Po powrocie do domu Baśka jeszcze spała. Wsunąłem się do łóżka i ułożyłem się koło jej nagiego ciała, pachnącego wspomnieniem minionej nocy. Długo patrzyłem na nią jak spała. Marcin miał rację, moja żona to prawdziwy skarb.
Nie spotkaliśmy się już nigdy wspólnie z Marcinem, staż się szybko skończył podobnie jak nasza krótka, choć bardzo gorąca przygoda.
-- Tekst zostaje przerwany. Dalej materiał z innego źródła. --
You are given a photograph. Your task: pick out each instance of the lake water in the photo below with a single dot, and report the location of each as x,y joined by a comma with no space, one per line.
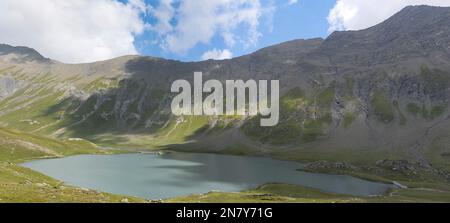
155,176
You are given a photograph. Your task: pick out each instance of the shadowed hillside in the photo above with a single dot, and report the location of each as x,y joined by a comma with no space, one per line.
357,96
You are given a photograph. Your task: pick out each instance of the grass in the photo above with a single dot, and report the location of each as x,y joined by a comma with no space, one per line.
382,107
284,193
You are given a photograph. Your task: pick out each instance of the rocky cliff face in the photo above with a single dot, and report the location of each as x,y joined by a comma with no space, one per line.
377,93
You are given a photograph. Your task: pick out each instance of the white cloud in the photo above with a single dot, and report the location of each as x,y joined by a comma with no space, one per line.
198,21
73,31
216,54
357,14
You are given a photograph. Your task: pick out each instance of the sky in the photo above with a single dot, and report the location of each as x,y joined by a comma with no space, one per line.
188,30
Nigdy i z nikim już tego nie powtórzyliśmy, ale jestem pewien, że podobnie jak ja, Baśka ten wieczór będzie miała zawsze w pamięci...
Na pewno to przeżycie nas zbliżyło, bo z obydwu stron wykazaliśmy się wielkim zaufaniem do swojego partnera. Śmiało mogę powiedzieć, że ta przygoda scementowała nasz związek na bardzo dłuuuuugo. Czasami wspominamy ten wieczór uśmiechając się pod nosem jednak nie tęsknimy za seksem w większym gronie, pozostał jednak sentyment do tamtego czerwcowego wieczoru.